For a server run loop it could be set up to do the following:

receive_changes_from_clients()
bounce_large_files_to_s3()
report_changes_to_clients()

Moving data

Because Vault projects are content-addressable filesystems, much in the same way git is, moving data between repositories is relatively easy. Just copy the files that don’t exist into place.

One big question mark is reconciling data.
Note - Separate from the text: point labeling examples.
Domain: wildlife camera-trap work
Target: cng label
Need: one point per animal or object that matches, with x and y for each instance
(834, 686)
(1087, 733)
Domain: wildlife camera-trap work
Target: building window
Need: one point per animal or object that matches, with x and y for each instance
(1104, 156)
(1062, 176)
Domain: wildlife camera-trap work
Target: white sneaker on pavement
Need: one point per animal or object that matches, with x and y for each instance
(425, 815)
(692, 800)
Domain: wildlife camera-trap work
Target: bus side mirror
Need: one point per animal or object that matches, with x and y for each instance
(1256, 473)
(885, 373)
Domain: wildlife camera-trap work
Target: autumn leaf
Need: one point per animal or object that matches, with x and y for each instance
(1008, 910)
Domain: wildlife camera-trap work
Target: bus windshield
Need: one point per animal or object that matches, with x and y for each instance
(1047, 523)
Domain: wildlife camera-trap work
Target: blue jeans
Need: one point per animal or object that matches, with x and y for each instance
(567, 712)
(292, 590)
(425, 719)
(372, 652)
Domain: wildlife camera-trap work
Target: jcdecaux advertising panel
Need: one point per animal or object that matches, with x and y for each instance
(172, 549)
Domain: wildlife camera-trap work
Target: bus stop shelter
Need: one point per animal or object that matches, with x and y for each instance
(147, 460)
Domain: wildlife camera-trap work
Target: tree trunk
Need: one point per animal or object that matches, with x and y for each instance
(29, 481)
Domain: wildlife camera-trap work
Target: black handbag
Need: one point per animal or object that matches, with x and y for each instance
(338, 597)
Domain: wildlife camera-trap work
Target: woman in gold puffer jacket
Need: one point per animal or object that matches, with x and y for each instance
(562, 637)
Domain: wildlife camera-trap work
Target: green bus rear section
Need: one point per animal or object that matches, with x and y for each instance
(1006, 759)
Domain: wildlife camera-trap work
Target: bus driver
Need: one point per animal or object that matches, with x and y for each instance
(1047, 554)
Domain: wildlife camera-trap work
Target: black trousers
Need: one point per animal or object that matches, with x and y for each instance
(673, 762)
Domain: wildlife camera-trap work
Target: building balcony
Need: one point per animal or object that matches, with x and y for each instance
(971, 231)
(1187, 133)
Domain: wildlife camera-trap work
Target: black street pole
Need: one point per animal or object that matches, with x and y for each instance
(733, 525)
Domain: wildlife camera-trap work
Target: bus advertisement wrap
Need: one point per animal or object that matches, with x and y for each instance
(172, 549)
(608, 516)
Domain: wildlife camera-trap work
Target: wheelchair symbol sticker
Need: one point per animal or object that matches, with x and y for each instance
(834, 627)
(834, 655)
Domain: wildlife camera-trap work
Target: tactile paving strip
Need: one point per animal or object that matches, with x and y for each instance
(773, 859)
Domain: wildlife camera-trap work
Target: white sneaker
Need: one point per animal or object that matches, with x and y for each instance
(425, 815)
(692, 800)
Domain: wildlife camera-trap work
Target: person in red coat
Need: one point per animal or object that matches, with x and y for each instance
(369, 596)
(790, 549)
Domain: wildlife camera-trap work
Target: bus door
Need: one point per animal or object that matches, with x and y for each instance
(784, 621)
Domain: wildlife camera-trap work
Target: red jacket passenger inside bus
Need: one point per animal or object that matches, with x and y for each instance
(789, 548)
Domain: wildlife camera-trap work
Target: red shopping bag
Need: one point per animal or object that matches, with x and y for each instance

Because it’s important to minimize the amount of user interaction as someone works out of a Vault, certain conventions must be followed when it comes to merging data sets. I think, though, that it’s possible to design the application in such where all automatic actions are merely additive. Destructive actions must be explicitly triggered by an end-user, e.g. remove certain versions from the history.

Working on the same file simultaneously on two different clients

One of the big requirements is the ability to work on the same file by two different clients. To accomplish this, we turn to git’s branching model. By tracking the HEAD of each different client, we will wind up with multiple leaf nodes on divergent branches in our working graph. Thus, we never disallow a push because, but instead ingest all data.

Later, we can splice those divergent branches into one. This would be akin to a rebase in git. No data is destroyed, but instead just coalesced into one working timeline or branch.

Different pieces

Given what I’ve laid out here and borrowing heavily from the git community, a few tools are obvious to the core functionality of Vault. They are:

# Make an existing folder into a Vault project
vault init

# Verify the validity of the project
vault verify

# Replace blob with remoteblob
vault remoteify [Blob SHA]

# Replace blob and its ancestry with a compositeblob
vault split [Blob SHA]

# Add a preview file for a given blob
vault preview add [File path] [Metadata]

# Add meta information about a given blob
vault meta add [Blob SHA] [Metadata]

# Add a file to the repo
vault file add [File path]

# Add a tree to the repo
vault tree add [Tree data]

# Push changes to all remotes
vault push

# Pull changes from all remotes
vault pull

# Push changes to a specific remote
vault push [Remote]

# Broadcast files available to those on the local network
vault broadcast

# Non-destructively splice divergent branches into one.
vault splice

# Destructively squash down commits down based on total
# file size of each change or some other metric.
vault squash

# Main entry point for most applications for syncing
# files to remotes. It will call out to the other tools
vault --watch

Conclusion

So that about wraps up this exploratory blog post. Hopefully this effectively encapsulated some of the stumbling blocks we hit at LayerVault and laid out a way forward.

This new solution, nicknamed Vault, is defensible against many of the issues we saw while building LayerVault and adopts many of the great ideas pioneered by git. It is fundamentally different than existing storage and sync services, and represents a potentially powerful new application.

I likely don’t have enough time to work on this at the moment. Let me know if you’re interested in this project. We might get something started.